AVAILABILITY. The easier something comes to mind, the more the brain tells us that it probably mattered a lot when we first remembered it, so we’d better pay extra attention. BPA has been in the news for years now, so this latest development will readily bring to mind the worrisome things we’ve already learned about it. In essence, our alarm bells are primed and ready to ring, so anytime the issue comes up, as with the FDA announcement, the alarms ring louder.
We also judge risk based on some ‘feelings factors’, psychological characteristics of the partial information we have that make it more, or less, scary.
TRUST Do you trust the FDA? Do you trust the chemical industry? Do you trust environmental groups, who are out for the common good but certainly have their own perspectives on things. Who you trust more will shape how you feel about BPA.
UNCERTAINTY. When you don’t know what you need to know to protect yourself, you feel powerless. There are various forms of uncertainty with BPA. First of all, there’s still a debate about just what the science says. Beyond that, the stuff is invisible/odorless…undetectable. If you can’t detect it, you don’t know what you need to know to protect yourself.
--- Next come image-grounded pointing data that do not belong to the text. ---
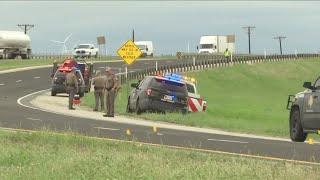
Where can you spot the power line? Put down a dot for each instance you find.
(26, 27)
(279, 38)
(248, 29)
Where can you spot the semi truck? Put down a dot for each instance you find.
(85, 50)
(146, 48)
(14, 44)
(216, 44)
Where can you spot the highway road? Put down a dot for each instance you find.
(17, 84)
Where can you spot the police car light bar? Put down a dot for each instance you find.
(179, 77)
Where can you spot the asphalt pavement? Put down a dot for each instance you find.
(15, 85)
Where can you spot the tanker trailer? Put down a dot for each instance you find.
(13, 44)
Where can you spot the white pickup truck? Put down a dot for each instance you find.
(85, 50)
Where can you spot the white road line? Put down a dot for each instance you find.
(231, 141)
(34, 119)
(110, 129)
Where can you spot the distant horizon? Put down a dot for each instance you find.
(171, 25)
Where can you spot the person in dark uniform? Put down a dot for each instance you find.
(111, 84)
(72, 86)
(99, 89)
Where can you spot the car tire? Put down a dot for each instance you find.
(138, 108)
(53, 93)
(129, 110)
(296, 130)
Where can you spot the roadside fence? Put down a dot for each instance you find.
(196, 62)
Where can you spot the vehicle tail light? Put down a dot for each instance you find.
(149, 91)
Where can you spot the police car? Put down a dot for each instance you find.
(195, 102)
(304, 116)
(158, 94)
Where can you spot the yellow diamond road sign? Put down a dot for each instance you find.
(129, 52)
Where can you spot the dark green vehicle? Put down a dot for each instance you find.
(304, 111)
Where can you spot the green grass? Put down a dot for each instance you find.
(44, 155)
(243, 98)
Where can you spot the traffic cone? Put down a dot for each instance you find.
(310, 141)
(128, 132)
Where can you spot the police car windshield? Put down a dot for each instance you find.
(206, 46)
(142, 47)
(168, 85)
(190, 88)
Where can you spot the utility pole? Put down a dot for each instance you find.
(26, 27)
(248, 29)
(279, 38)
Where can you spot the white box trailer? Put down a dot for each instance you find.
(13, 44)
(216, 44)
(146, 47)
That feeling of lack of control, fed by uncertainty, makes BPA or any risk scarier.
(There are many more of these risk perception factors described in ‘How Risky Is It, Really? Why Our Fears Don’t Always Match the Facts, in Ch. 3, available free)
In addition to feelings factors like trust and uncertainty, and mental shortcuts for decision making like representativeness and availability, our opinions about a lot of things, including risk, are powerfully shaped by our underlying desire to agree with the groups with which we most strongly identify. Research into something called Cultural Cognition has found that the basic underlying worldview of one of those groups is that big companies have too much power and create an unfair society in which we all don’t have equal opportunity. People who feel that way are called EGALITARIANS, and they tend not to like many of those companies and their products, particularly companies associated with potential environmental harm (chemical companies and BPA, nuclear power, the genetically modified food industry) since environmental harms are caused by a few and imposed on the many, and that’s just the kind of unfairness Egalitarians dislike.
On the other hand, people who prefer a structured society with rigid economic and social class ladders are more supportive of the industries and free market that help create that kind of predictable hierarchical society. They’re less likely to be bothered by environmental problems like BPA in general, and they particularly don’t like environmentalist (Egalitarian) demands for government rules and regulations that level the playing field and make things fair for all, but threaten the companies that contribute to the more stratified society in which you feel comfortable. These folks are called HIERARCHISTS, and more than likely, they will applaud the FDA decision on BPA.
Mental shortcuts, ‘feelings factors’, underlying subconscious worldviews and our desire for social cohesion…none of this seems to have much to do with the science of BPA, does it!? Yet this is how risk perception works. The battle over BPA will rage for years, and each side will base their arguments on the facts. Just remember that with BPA, or any risk, our perceptions are based on far more than just the facts alone. How risky something actually may be, in the end, can be a really different thing from how risky it feels.